3. When the particular experience of an EHE makes it efficient at solving a specific problem - because a player confronted it in a specific fashion, for instance - the new information can be uploaded to the hub and shared back to the community.
So while the game learns by playing against you, and adapts to your style of playing, it also shares the knowledge of thousands of other players around the world. This knowledge means that an EHE-powered game connected to the hub would have tremendous replay value, as the game's AI is continually evolving and adapting to the game's circumstances and experience of play.

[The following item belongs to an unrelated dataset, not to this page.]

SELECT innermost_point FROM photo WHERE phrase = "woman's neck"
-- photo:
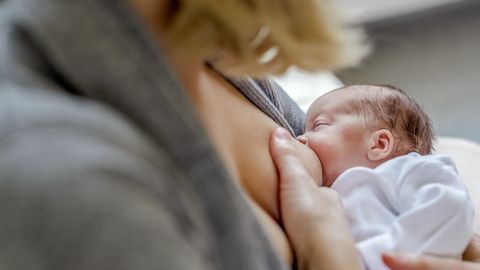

The hub, viewed as a social tool, can also be very interesting. How would the community react to a specific event, or trigger? Are all players worldwide playing the same way? All age groups…? Studying the memory hub based on how it evolves and reacts would be a treasure trove of information for future games, but also for the game designers working on a current game: if an exploit arises or a way to "cheat" is found, the memory hub will learn about it very quickly, thus being able to warn game designers what players are doing, how they're beating the game or, on the other side, how the game is always beating them under determined conditions, thus guiding the designers to adjust afterwards, almost in real time, based on real play data.
In the end, we propose the Borg not only as a safeguard against bad memory, but as a staging ground for better learning, and better dissemination of what is being learned for the shared benefit of all players.
Of course, we welcome your questions, comments, and thoughts on this article.